Una persona spiritualmente evoluta può sentire con forza, oppure no, il richiamo dei sensi; e può decidere di rispondervi, oppure no, in maniera immediata: senza per questo “abbassarsi” verso una dimensione inferiore di esistenza.

Viceversa, una persona che si mantenga forzatamente casta per inseguire il miraggio di una perfezione astratta e disumana, non raggiungerà tanto presto la maturità spirituale.

Tutto è grazia, dice Bernanos nel «Diario di un curato di campagna», riprendendo un concetto di San Paolo; tutto è luce, per chi vede con chiarezza.

Ad ogni modo, la sfera della corporeità non è che un caso particolare di quanto dicevamo sulla necessità di essere all’altezza della propria verità interiore.

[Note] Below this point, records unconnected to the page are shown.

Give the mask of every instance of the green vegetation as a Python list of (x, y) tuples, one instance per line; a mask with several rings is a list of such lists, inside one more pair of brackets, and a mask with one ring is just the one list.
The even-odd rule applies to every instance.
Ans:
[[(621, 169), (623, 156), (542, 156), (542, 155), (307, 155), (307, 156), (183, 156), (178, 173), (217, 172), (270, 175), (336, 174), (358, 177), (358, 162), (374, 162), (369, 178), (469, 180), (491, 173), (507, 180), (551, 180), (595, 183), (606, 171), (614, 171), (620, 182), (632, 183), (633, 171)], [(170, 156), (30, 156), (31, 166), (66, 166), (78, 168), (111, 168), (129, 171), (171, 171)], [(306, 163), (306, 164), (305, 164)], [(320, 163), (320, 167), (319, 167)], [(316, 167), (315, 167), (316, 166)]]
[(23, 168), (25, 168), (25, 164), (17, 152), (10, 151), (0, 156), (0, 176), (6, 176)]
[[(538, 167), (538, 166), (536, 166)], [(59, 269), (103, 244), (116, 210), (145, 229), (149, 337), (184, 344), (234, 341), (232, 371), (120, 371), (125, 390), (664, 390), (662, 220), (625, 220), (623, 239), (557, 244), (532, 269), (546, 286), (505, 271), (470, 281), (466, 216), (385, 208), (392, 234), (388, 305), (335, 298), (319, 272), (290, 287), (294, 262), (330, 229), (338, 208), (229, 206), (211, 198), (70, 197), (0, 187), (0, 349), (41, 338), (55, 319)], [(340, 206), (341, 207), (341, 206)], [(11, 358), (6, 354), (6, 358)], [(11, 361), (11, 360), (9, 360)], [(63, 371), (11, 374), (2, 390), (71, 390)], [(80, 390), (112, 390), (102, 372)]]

In termini generali, ciò che importa non è mantenersi casti, oppure no; non è esprimere la propria sessualità, oppure reprimerla: ma essere capaci di sostenere lo sguardo sul proprio vero Sé, sulle sue legittime aspirazioni, senza barare e senza cercare di ingannare se stessi o gli altri.

Come, poi, si decida di gestire i propri impulsi e i propri sentimenti, dopo averli lealmente riconosciuti, è cosa che dipende sia dalle circostanze, sia dalla scala di valori e di priorità che si sono elaborati nella propria esperienza di vita; è cosa, insomma, che riguarda il libero arbitrio del singolo individuo.

Come legge generale, ci sentiamo di sostenere che l’esigenza fondamentale di una vita autentica resta sempre la stessa dei tempi di Socrate, anzi, di qualsiasi tempo: Conosci te stesso.